La crainte était que l’Europe suspende toutes ses aides à une Tunisie qui est désormais sous perfusion financière internationale, que le FMI, dont une équipe est dans les murs pour la révision, ne débloque plus la 3ème tranche du crédit et qu’enfin les IDE (Investissements directs étranger) ne tarissent de peur d’être montrés du doigt et même d’être sanctionnés.
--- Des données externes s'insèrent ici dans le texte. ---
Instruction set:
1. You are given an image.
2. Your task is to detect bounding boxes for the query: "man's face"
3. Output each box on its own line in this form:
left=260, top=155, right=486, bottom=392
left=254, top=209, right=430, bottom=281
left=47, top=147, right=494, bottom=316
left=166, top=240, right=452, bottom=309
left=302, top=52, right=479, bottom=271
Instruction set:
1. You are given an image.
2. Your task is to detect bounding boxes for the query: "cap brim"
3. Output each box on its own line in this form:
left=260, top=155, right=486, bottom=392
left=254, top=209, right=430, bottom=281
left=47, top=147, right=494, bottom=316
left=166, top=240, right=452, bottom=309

La première réaction (maladroite par ailleurs, comme l’est toute la politique de communication du gouvernement de Youssef Chahed) de la Tunisie était d’invoquer la théorie d’un complot de certains pays européens qu’elle ne nomme bien sûr pas, et d’en faire une question de souveraineté nationale. La réalité des choses, on l’entendra le lendemain (mercredi 6 décembre 2017) sur les ondes de la Radio nationale, de la bouche même de l’ambassadeur de l’UE, Patrice Bergamini.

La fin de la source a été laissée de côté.